Can Putin’s Flying Kremlin travel to through EU airspace to Budapest?

Even with dispensation, a look at the map shows Putin may have to take a circuitous route. Ukraine is out of the question, and probably Poland too because of Warsaw’s icy relations with Moscow.
Perhaps the most direct route goes via the eastern coast of the Black Sea and Turkey, through Bulgaria and either Serbia or Romania into Hungary.
Serbia’s president, Aleksandar Vucic, knows Putin well and Air Serbia has direct flights to Moscow over EU airspace. Serbia is a candidate to join the EU but is not a member.
It is the EU countries, Bulgaria or perhaps Romania, that would need to give consent, and they would have to escort Putin’s plane through their airspace.

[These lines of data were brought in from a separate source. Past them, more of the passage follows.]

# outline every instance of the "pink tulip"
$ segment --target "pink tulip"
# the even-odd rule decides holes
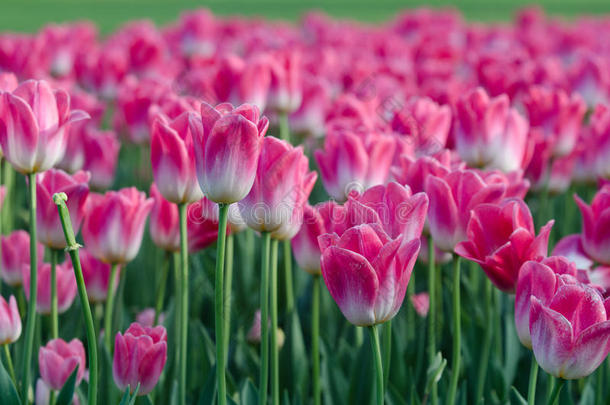
[[[455,253],[478,263],[496,287],[512,293],[523,263],[546,257],[553,223],[549,221],[536,236],[532,214],[523,200],[481,204],[468,222],[468,240],[458,243]]]
[[[197,183],[189,113],[174,120],[159,114],[153,120],[151,132],[153,177],[163,197],[176,204],[203,198]]]
[[[561,238],[555,244],[552,255],[567,258],[579,269],[589,270],[593,267],[593,260],[585,252],[580,234],[567,235]]]
[[[17,76],[13,73],[0,73],[0,91],[13,92],[19,86]]]
[[[269,319],[269,328],[271,329],[271,319]],[[276,339],[277,339],[277,347],[282,348],[284,346],[284,341],[286,340],[286,335],[284,331],[280,328],[277,328],[275,331]],[[254,313],[254,319],[252,319],[252,326],[250,326],[250,330],[248,330],[248,334],[246,335],[246,340],[252,344],[259,344],[261,342],[261,310],[257,309]]]
[[[21,316],[17,300],[11,295],[8,302],[0,296],[0,346],[14,343],[21,336]]]
[[[70,260],[55,267],[57,277],[57,311],[62,314],[70,308],[76,297],[76,279]],[[22,270],[25,297],[30,299],[30,266]],[[43,315],[51,313],[51,265],[42,263],[38,266],[38,285],[36,293],[36,312]]]
[[[430,250],[428,247],[428,236],[422,236],[419,241],[421,243],[421,247],[419,249],[418,259],[423,264],[428,264],[430,263],[430,258],[428,257],[428,253]],[[444,250],[439,249],[438,246],[434,246],[434,263],[445,264],[449,263],[451,260],[453,260],[453,255],[451,254],[451,252],[446,252]]]
[[[51,389],[49,388],[47,383],[45,383],[42,380],[42,378],[39,378],[36,381],[36,394],[35,394],[35,398],[34,398],[34,404],[35,405],[48,405],[50,396],[51,396]],[[74,393],[74,396],[72,397],[72,402],[70,404],[71,405],[80,405],[80,401],[78,400],[78,395],[76,393]]]
[[[395,149],[394,139],[387,135],[333,131],[314,156],[324,188],[343,202],[353,189],[362,191],[387,181]]]
[[[164,321],[165,321],[165,313],[162,312],[159,314],[159,319],[157,320],[157,324],[162,325]],[[138,312],[138,314],[136,315],[136,322],[147,328],[152,328],[153,326],[156,326],[155,325],[155,309],[146,308],[146,309],[143,309],[142,311]]]
[[[132,323],[116,334],[112,375],[121,391],[128,386],[133,393],[140,384],[138,395],[155,388],[167,360],[167,332],[163,326],[147,328]]]
[[[202,218],[218,223],[218,204],[203,197],[201,200],[194,202],[189,206],[192,214],[197,214],[200,218],[189,218],[189,221],[200,221]],[[229,213],[227,216],[227,225],[232,233],[238,233],[248,227],[241,217],[237,203],[229,205]]]
[[[197,178],[203,194],[217,203],[243,199],[254,183],[262,140],[269,127],[258,108],[203,103],[201,118],[190,115]]]
[[[105,263],[127,263],[138,254],[153,200],[135,187],[92,194],[83,222],[85,247]]]
[[[610,107],[599,104],[590,117],[590,129],[581,136],[582,165],[589,177],[610,179]]]
[[[354,226],[319,238],[322,276],[339,309],[357,326],[392,319],[405,296],[419,237],[390,237],[378,224]]]
[[[409,186],[414,193],[419,193],[424,191],[428,176],[445,177],[455,165],[451,151],[444,149],[435,155],[417,159],[402,155],[398,164],[391,168],[391,173],[398,183]],[[462,168],[461,166],[458,163],[458,168]]]
[[[208,216],[209,211],[204,208],[207,205],[208,203],[193,203],[187,209],[186,232],[190,253],[205,249],[218,238],[218,218]],[[229,229],[227,224],[227,232]]]
[[[582,215],[582,246],[596,262],[610,264],[610,185],[603,186],[587,205],[574,196]]]
[[[523,200],[530,189],[530,182],[523,178],[522,170],[515,170],[514,172],[509,173],[504,173],[500,170],[472,170],[481,176],[483,181],[488,185],[504,185],[506,187],[504,198],[518,198]]]
[[[0,146],[18,172],[43,172],[63,157],[67,126],[86,118],[83,111],[70,111],[65,91],[28,80],[12,93],[0,93]]]
[[[2,281],[12,287],[23,283],[23,266],[30,264],[30,234],[23,230],[2,236]],[[44,257],[44,246],[37,243],[38,263]]]
[[[548,300],[531,297],[530,334],[547,373],[578,379],[593,373],[610,351],[610,301],[590,286],[557,285]]]
[[[477,88],[457,104],[455,147],[470,166],[517,170],[527,164],[528,123],[506,95],[490,99]]]
[[[425,190],[430,198],[430,234],[436,246],[452,251],[455,245],[467,239],[471,211],[479,204],[501,201],[506,185],[487,184],[472,170],[457,170],[444,178],[429,176]]]
[[[178,206],[167,201],[153,183],[150,186],[150,197],[154,203],[150,211],[148,229],[155,245],[169,252],[180,251],[180,219]]]
[[[96,190],[112,185],[121,144],[112,131],[89,129],[83,137],[83,170],[91,173],[90,184]]]
[[[6,186],[0,186],[0,210],[4,205],[4,197],[6,196]]]
[[[87,288],[87,296],[89,301],[93,303],[105,302],[108,296],[108,283],[110,282],[111,266],[95,258],[87,249],[78,251],[80,263],[83,270],[83,279]],[[117,278],[115,280],[113,291],[116,291],[119,285],[119,275],[121,268],[117,268]]]
[[[312,275],[322,274],[320,270],[320,247],[318,236],[326,233],[324,219],[316,207],[305,204],[303,207],[303,225],[292,238],[292,252],[299,267]]]
[[[38,240],[51,249],[66,247],[66,238],[53,202],[53,194],[66,193],[68,213],[74,233],[78,234],[83,217],[85,203],[89,196],[89,173],[77,172],[70,176],[66,172],[50,169],[36,178],[36,223]]]
[[[272,238],[291,239],[301,227],[316,178],[301,147],[265,138],[252,190],[238,204],[244,221]]]
[[[430,309],[430,295],[427,292],[413,294],[411,296],[411,304],[413,304],[417,315],[425,318],[428,316],[428,310]]]
[[[326,110],[331,101],[330,84],[320,77],[306,76],[303,81],[303,101],[290,114],[290,129],[316,138],[324,136]]]
[[[78,367],[76,372],[78,387],[85,375],[85,364],[85,348],[78,339],[72,339],[70,342],[53,339],[38,352],[40,378],[56,391],[64,386],[76,367]]]
[[[301,105],[301,54],[295,50],[274,53],[270,61],[271,82],[267,108],[291,113]]]
[[[245,64],[239,77],[239,98],[248,104],[265,111],[269,86],[271,85],[271,69],[268,55],[252,56]]]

Romania has what is set to become the biggest Nato base in Europe, and Bulgaria is also building a Nato base as part of efforts to shore up the defensive alliance’s eastern flank.
A spokesperson in Bucharest told the BBC the issues were only subjects of speculation at the moment and that “Romania has not received a request for overflight from the Russian Federation to date”.
The BBC has also approached Bulgaria‘s foreign ministry for comment.
If Putin wants to play it even more safely, he could fly via Turkey, around the south coast of Greece and then up through Montenegrin airspace before going over Serbia. But it is a far longer route.